The Personal Librarian by Marie Benedict and Victoria Christopher Murray 2021

This collaboration between two best selling fiction writers had been recommended to me by a number of friends, and most importantly by my wife, but when I began to read it, I was not impressed. The language seemed to see-saw from a bit flat to a bit overblown  (in my opinion, a frequent result of a collaborative writing project), and the story appeared a bit contrived.  But after dropping it the first time after 20 pages, I returned to it and am grateful that I did.

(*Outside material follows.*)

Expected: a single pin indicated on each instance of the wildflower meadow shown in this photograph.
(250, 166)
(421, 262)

The authors have taken historical facts and woven them into a compelling and fascinating story.  Belle de Costa Greene was one of five chidren born to a Black couple in the days after the Civil War when freedom and equality appeared to be possible.  Her father was a Harvard educated professor when Reconstruction failed and Jim Crow became the dominant model in the South while de facto segregation and discrimination prevailed in the north.  Belle’s mother, seeing the reality and faced with light-skinned children, decided to move to NYC and pass as whites.

Belle was working at the Princeton University library when she developed a working relationship with the nephew of J.P. Morgan, one of the wealthiest and most influential men in the country.  When Morgan sought a librarian to organize and develop his private library of incanubula and rare manuscripts, his nephew recommended Belle who Morgan hired.

The book chronicles Belle’s incredibly successful work in building this collection as well as the challenges she faced in ‘passing’ in the early years of the 20th C.  Her relationship with Morgan and with the art critic Bernard Berenson are wonderfully drawn, and the book is both informative and gripping. What I had initially dismissed as ‘chick lit’ (me bad) turned out to be a fine piece of fiction.  The writing is good enough and the story, plot, and characters are terrific.

This is a good selection for next summer’s beach reading or listening.  A friend who listened to the book on Audio thought it better to listen than to read.